Compressions options vary by client.  Some compress every value, some only large values.  Uses flags field to indicate value is compressed.  A custom client can give you more granular control.

Use 'stats' command to measure eviction rates to see if your cache is full.  You can check age of oldest value too.

Generational keys can make cache invalidation easier.  But they can make optimizing eviction more complicated.  See virtual pools below.

Use short-lived value to enforce rate-limiting. Set expiration to 1s or so and check whether it is still there on next request from the same user.  Memcached is also useful for storing captcha information since that is short-lived.

Namespace invalidation / generational keys - when something changes that should invalidate a lot of keys use a new namespace prefix for keys going forward.  But watch out for prev generation taking up space while direct keys are evicted.  Better performance than invalidating keys individually.

Space allocated for large values will not be re-partitioned for smaller values until the server is restarted - so watch out for memory leaks from that.  To get around this your client can split large values into multiple keys.  Use get-by-master-key with this to keep those keys grouped together.

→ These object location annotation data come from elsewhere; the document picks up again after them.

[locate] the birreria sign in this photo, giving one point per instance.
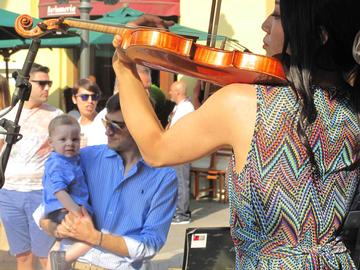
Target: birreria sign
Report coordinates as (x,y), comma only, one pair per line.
(63,10)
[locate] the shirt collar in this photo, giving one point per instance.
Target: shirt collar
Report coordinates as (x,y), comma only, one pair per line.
(74,159)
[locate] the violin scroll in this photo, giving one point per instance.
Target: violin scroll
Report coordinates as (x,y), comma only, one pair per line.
(24,23)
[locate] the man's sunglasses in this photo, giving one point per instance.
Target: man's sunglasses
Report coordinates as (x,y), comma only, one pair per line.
(85,97)
(113,125)
(43,83)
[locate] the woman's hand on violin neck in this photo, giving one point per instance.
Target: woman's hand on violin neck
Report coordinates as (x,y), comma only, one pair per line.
(120,55)
(151,21)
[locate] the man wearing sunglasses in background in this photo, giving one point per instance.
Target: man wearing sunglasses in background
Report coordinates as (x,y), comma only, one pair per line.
(86,95)
(133,202)
(22,191)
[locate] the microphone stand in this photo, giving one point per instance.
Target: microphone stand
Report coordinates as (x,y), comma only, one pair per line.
(22,93)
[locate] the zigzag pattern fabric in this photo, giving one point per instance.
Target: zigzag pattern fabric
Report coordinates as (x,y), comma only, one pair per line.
(282,214)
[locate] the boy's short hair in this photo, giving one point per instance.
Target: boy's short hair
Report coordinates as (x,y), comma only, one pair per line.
(63,119)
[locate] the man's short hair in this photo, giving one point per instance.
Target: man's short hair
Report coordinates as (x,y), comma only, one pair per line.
(60,120)
(88,85)
(38,68)
(113,104)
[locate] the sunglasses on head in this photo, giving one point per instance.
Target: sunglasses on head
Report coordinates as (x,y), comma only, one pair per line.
(85,97)
(113,125)
(43,83)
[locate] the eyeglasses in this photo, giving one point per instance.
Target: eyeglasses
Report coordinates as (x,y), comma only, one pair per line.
(113,125)
(43,83)
(85,97)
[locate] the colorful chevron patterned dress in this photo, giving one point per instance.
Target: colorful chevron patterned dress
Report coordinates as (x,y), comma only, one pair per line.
(281,216)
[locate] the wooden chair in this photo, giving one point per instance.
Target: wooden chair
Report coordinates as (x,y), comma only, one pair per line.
(215,177)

You can add and additional TTL value in a payload read by your app to avoid dog piling problems.  The outer TTL needs to be longer than the inner TTL.  If you rely on native memcached TTL instead you can get a lot of cache misses at once, which could lead to workers that are supposed to regenerate that key to perform duplicate work.  This nested TTLs you can have successive requests for the same value return a "working on it" message from the app.

Granular replication - You can store keys on the appropriate node and also on the next node in the hash ring.  Results in more writes but allows you to remove a node safely.

Virtual pools - partition clusters, separate keys with frequent evictions on separate clusters.

Memcached flags can represent special handling for values.  They are stored as a 32bit bit vector. In your client use bit shift operations when setting or reading flags so that each data adapter/filter does not have to be assigned a specific index in the bit vector.  As long as the flag passes through the same stack of adapters in order you are good.

Compose adapters similarly to rack middleware components.  Adapters could do stuff like serializing, conditionally compressing, etc.  Stick to one feature per adapter for best modularity.

Rails wants you to use a single, global level cache.  What may be better is to set up separate caches for different responsibilities.

Your views and controllers should know about each other's caches to prevent duplicate DB round trips.